La iglesia de San Martiño de Salcedo, construida en 1754 y cerrada desde 2018, se volvió a llenar este domingo después de una completa rehabilitación.
La reapertura fue oficial siete años después con una ceremonia religiosa presidida por el Arzobispo de Santiago, Francisco José Prieto, y marcada por la afluencia multitudinaria de fieles.
Entre los presentes estaba el conselleiro de Cultura, Lingua e Xuventude, José López Campos, que recordó que la rehabilitación supuso una inversión de la Xunta de Galicia de 379.500 euros.
El templo presentaba diversas patologías atribuidas al paso del tiempo, a las condiciones meteorológicas y la intervenciones ejecutadas en la segunda mitad del siglo XX, que provocaron el cierre.
Para ponerle fin, se ejecutó un proyecto de rehabilitación centrado en la reparación de la cubierta y del coro.

La intervención incluyó la renovación de la cubierta sustituyendo la actual por una nueva a base de teja e impermeabilizó los encuentros de la misma con las torres.
Asimismo, se procedió la diversas acciones que tienen que ver con la prevención de la entrada de agua por la salida de la escalera o para evitar el contacto del pavimento de madera del interior con la humedad de los muros de las fachadas.
Además, se llevó a cabo la modificación de las ventanas y colocación de carpinterías con ventilación en los pequeños huecos de las torres y escalera de subida al coro.
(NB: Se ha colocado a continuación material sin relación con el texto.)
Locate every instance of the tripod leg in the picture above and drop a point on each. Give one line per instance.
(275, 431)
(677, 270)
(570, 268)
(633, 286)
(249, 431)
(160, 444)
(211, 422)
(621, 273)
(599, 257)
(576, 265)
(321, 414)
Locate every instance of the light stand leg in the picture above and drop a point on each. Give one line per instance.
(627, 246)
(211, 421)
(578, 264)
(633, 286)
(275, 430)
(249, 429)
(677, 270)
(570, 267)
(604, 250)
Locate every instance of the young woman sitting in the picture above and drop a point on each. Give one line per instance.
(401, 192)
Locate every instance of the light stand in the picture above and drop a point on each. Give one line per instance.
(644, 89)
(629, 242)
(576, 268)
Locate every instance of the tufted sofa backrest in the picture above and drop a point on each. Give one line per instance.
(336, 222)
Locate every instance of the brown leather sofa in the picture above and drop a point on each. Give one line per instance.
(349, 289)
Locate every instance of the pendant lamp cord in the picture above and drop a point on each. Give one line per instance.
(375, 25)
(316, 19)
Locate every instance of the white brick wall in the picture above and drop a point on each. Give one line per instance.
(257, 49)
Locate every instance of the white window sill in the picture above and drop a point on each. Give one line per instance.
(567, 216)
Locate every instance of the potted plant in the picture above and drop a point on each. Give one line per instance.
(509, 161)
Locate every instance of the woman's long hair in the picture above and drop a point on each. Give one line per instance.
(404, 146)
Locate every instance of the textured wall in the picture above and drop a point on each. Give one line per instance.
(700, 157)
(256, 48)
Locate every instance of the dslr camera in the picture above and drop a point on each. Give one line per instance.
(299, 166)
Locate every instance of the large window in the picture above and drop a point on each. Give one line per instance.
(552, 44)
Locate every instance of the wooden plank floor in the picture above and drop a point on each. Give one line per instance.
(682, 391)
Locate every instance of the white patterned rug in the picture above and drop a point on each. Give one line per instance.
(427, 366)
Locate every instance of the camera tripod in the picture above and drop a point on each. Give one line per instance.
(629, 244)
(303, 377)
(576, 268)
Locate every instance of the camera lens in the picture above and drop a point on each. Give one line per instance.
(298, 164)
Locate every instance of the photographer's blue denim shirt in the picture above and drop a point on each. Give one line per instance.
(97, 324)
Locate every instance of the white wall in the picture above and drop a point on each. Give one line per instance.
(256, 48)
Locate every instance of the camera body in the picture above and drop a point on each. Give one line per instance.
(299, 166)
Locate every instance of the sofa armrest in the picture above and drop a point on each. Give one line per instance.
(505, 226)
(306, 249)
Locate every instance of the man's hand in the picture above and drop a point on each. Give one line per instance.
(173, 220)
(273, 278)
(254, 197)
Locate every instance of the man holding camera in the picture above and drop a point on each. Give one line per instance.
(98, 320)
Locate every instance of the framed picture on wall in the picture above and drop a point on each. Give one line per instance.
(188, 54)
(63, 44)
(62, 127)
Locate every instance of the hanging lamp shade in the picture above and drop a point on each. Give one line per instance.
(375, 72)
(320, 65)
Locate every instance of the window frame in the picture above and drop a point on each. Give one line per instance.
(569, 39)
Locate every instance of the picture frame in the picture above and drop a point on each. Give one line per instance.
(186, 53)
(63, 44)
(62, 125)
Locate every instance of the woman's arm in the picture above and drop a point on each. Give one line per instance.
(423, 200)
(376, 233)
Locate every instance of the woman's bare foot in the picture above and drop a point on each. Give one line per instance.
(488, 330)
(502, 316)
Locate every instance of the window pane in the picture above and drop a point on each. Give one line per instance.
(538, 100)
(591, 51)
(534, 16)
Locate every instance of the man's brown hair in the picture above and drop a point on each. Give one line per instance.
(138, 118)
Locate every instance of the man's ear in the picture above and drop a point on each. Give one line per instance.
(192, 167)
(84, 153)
También se eliminaron los rexuntados de mortero de cemento y fueron cambiadas las estructuras de hormigón y ladrillo de la cubierta por una con un diseño similar al del edificio original.

A esto se le suma la recuperación de los rellenos de los riles de las bóvedas, retirados inadecuadamente en la última intervención del siglo XX, la restauración completa de la estatua de San Martiño, el relevo de la balaustrada y el establecimiento de tirantes bajo el enlosado del coro a causa de una progresión de movimientos que puede derribar sus arcos y muros. La intervención remató con una limpieza de las fachadas.
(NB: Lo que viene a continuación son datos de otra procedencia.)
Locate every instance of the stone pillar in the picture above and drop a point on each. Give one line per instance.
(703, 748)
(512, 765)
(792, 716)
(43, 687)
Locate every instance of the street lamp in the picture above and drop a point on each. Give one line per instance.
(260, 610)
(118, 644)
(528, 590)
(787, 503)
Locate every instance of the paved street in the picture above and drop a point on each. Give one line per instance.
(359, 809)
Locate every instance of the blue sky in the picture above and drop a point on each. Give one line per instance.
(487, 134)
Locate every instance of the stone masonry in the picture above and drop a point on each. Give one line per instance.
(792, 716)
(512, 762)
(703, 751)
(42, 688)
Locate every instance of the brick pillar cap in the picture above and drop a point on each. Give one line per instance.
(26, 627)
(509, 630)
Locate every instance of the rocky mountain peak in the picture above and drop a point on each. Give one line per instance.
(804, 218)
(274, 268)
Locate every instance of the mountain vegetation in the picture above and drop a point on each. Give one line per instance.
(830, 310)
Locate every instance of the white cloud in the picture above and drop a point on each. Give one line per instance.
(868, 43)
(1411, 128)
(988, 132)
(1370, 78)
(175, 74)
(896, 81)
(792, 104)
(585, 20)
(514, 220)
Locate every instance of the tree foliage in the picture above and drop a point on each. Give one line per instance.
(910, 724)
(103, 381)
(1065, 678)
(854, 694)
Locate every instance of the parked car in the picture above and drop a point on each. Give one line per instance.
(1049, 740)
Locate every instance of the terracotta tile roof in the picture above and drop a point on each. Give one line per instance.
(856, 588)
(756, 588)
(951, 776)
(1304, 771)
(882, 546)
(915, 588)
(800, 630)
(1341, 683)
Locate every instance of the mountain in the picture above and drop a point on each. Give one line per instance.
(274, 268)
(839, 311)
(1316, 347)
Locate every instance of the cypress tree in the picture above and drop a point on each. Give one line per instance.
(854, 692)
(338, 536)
El conselleiro de Cultura sitúa este proyecto "en la línea del compromiso que mantenemos con la rehabilitación y conservación de los bienes que forman parte del patrimonio cultural de Galicia" y señaló que "una vez más volvemos a poner en valor los monumentos que forman parte de nuestra historia, deteriorados con el paso del tiempo, devolviéndolos a sus mejores condiciones para las generaciones futuras".